The shift in thinking was monumental, but it through away any concern about true phenotypic behavior. I moved some of that from the epilogue to the discussion, but I am working on this development further in the Prologue (preface).
1. highlighting our current understanding of the tumor metabolism is not complete
2. classify certain tumors not just by their genetic but also by their metabolic differences as well
Both are the case. Look at the emergence of bacterial resistant strains. Look again at the development of tumor resistance. Look again at significant differences in the rates and aggressiveness of neoplastic cells. Just in hematology – taking only the lymphomas – there have been at least 4 reclassifications of these tumors.
I didn’t mshow two pediatricians who made great contributions – Sidney Farber (Boston) and the physician in Minneapolis who identified T-cell immunity.
The work in genomics and cancer is proceeding at a rapid pace, and what is being uncovered is that tumors that we thought were the same based on histology are not all alike if we look at clusters of introns and exons (I hope my terms are used correctly). This part is challenging, just as proteomics is also because for offering diagnostics at low cost it will be necessary to go much further in automation.
Systematic classification in bacteriology currently used relies on feature extraction and combinatorial classes based on bacterial metabolism. It was commercially incorporated into laboratory diagnostic microbiology, which was not available when I trained under Abraham Braude. Braude was the first that I know to use agar diffusion plates to measure antibiotic sensitivities. He was a very strong influence on the 2012 Nobelist who was awarded for his work on G-proteins, and whose father was a fabulous hematologist, credited with G6PD, AK, and other enzyme-linked hemolytic anemias.
Eugene Rypka was a recently deceased microbiologist who actually developed feature extraction and classification, and it is notable that microbiology was the last of the disciplines to be automated.
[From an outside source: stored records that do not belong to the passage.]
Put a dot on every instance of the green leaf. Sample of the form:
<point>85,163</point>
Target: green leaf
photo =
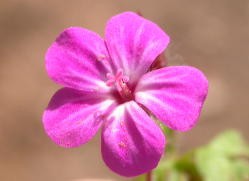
<point>211,166</point>
<point>224,158</point>
<point>240,170</point>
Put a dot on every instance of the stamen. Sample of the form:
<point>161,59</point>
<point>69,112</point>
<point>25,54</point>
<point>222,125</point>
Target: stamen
<point>120,82</point>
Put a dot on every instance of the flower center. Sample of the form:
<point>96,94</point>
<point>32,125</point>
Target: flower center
<point>120,82</point>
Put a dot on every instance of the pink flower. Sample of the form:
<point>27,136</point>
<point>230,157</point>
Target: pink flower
<point>108,87</point>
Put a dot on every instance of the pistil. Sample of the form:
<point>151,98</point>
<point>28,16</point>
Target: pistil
<point>120,82</point>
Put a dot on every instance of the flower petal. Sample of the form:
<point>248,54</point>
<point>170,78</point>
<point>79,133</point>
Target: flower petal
<point>72,118</point>
<point>134,43</point>
<point>132,143</point>
<point>174,94</point>
<point>78,59</point>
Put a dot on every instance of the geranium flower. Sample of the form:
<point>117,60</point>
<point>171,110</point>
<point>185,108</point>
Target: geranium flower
<point>108,86</point>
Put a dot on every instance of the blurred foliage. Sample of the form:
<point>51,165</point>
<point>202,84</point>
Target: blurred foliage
<point>225,158</point>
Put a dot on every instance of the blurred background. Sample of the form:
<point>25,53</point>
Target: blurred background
<point>211,35</point>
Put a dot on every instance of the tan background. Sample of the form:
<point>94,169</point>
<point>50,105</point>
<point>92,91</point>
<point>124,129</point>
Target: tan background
<point>211,35</point>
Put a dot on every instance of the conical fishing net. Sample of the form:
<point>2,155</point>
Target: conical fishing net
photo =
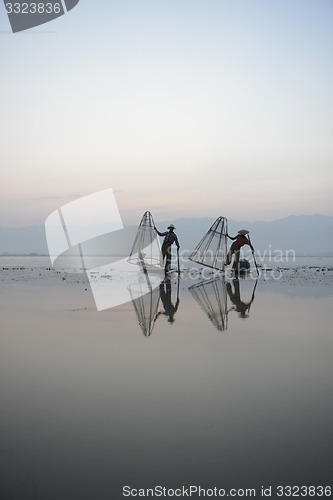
<point>146,247</point>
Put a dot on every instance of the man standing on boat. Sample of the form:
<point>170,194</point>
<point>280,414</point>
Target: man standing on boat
<point>170,237</point>
<point>239,241</point>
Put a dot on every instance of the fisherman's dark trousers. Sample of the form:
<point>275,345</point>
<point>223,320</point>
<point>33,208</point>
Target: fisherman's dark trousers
<point>166,254</point>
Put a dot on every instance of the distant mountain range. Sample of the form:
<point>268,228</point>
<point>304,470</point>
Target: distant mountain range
<point>305,234</point>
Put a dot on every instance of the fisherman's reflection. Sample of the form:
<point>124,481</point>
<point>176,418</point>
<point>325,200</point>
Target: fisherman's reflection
<point>170,308</point>
<point>243,308</point>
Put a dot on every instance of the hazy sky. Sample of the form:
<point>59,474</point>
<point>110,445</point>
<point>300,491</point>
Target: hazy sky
<point>183,107</point>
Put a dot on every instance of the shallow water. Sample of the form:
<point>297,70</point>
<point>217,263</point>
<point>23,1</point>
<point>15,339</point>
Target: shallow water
<point>210,393</point>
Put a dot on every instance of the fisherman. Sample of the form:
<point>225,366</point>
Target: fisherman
<point>169,238</point>
<point>170,309</point>
<point>239,241</point>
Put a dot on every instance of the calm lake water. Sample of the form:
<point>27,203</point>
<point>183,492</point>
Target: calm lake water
<point>203,383</point>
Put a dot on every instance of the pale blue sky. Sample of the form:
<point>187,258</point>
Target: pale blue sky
<point>183,107</point>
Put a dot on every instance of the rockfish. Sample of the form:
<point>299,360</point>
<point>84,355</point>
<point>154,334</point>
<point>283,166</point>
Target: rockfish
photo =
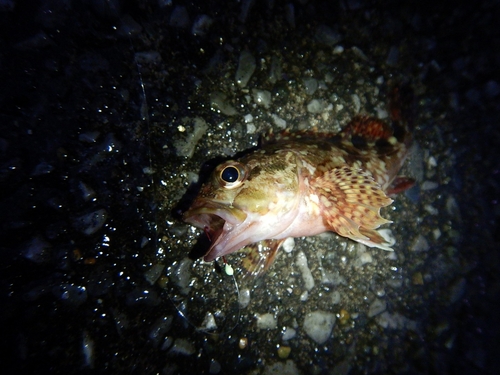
<point>303,184</point>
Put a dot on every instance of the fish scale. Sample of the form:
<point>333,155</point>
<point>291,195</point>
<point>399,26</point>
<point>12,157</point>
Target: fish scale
<point>303,184</point>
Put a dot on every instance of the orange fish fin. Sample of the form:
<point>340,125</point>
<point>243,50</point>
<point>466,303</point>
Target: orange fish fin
<point>350,202</point>
<point>400,184</point>
<point>258,257</point>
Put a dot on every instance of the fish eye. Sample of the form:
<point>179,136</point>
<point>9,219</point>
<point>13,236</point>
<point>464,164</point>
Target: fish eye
<point>232,174</point>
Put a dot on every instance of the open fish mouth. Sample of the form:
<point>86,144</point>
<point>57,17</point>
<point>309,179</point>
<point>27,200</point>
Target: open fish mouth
<point>215,219</point>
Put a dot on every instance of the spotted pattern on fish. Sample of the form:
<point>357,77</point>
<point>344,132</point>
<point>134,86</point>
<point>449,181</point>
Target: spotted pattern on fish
<point>302,184</point>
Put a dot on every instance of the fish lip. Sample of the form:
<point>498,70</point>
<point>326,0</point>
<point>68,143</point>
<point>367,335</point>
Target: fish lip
<point>203,212</point>
<point>218,220</point>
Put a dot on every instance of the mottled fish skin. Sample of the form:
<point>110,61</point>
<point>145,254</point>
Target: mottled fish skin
<point>303,184</point>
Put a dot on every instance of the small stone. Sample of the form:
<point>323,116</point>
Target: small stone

My own work for many years owes as much to Rypka as to Braude, and in a strange way. Braude was my mentor, but I met Rosser Rudolph at a meeting and he was carrying out algorithms he had written on the first IBM computer based on Rypka’s work, but elegantly improved with apl software. I met an IBM engineer at the airport and he said – you can only do apl on the large computer! I published a series of papers using Kullback entropy to determine the best diagnostic cutoffs. Mas Chiga called me and said he couldn’t get it why it hasn’t caught on.
Then I met a former Soviet mathematician from Moscow University and he wrote a neural network that we didn’t publish. The reviewer was trying to steal the work, and better software came out. Izaak Mayzlin wrote the software himself. It came to the attention of IJ Good, the Chairman of Statistics at VPI, and it took his group two years to work up the heart atytacvk data I sent him. He called me when I was recovering from multiple fractures at Bridgeport Hospital to tell me it was done and clean. I was getting on the elevator at the CAP meeting when the CAP President saw me and complemented me on the recently published paper.
That was then, but when I retired, left Brooklyn Methodist, where I loved working with residents and college and Midwood High School students, I worked with Raphy Coifman and his postdoc. Raphy is a member of NAS, and he is recipient of the National Medal of Science award for his work on spectroscopy, and is now mostly focused on the EEG. It was just breathtaking.
What is happening in the patient is really a dynamic story. The metabolic expression, under genetic control is the more complete story. It requires good clean data, extraction of all of the meaningful features, or if you prefer signatures. But what is a signature? A signature is a collection of features that belongs to a biologically meaningful group. It could decide two different treatments for a malignancy that is not yet progressing vs an aggressive lesion that will metastasize widely.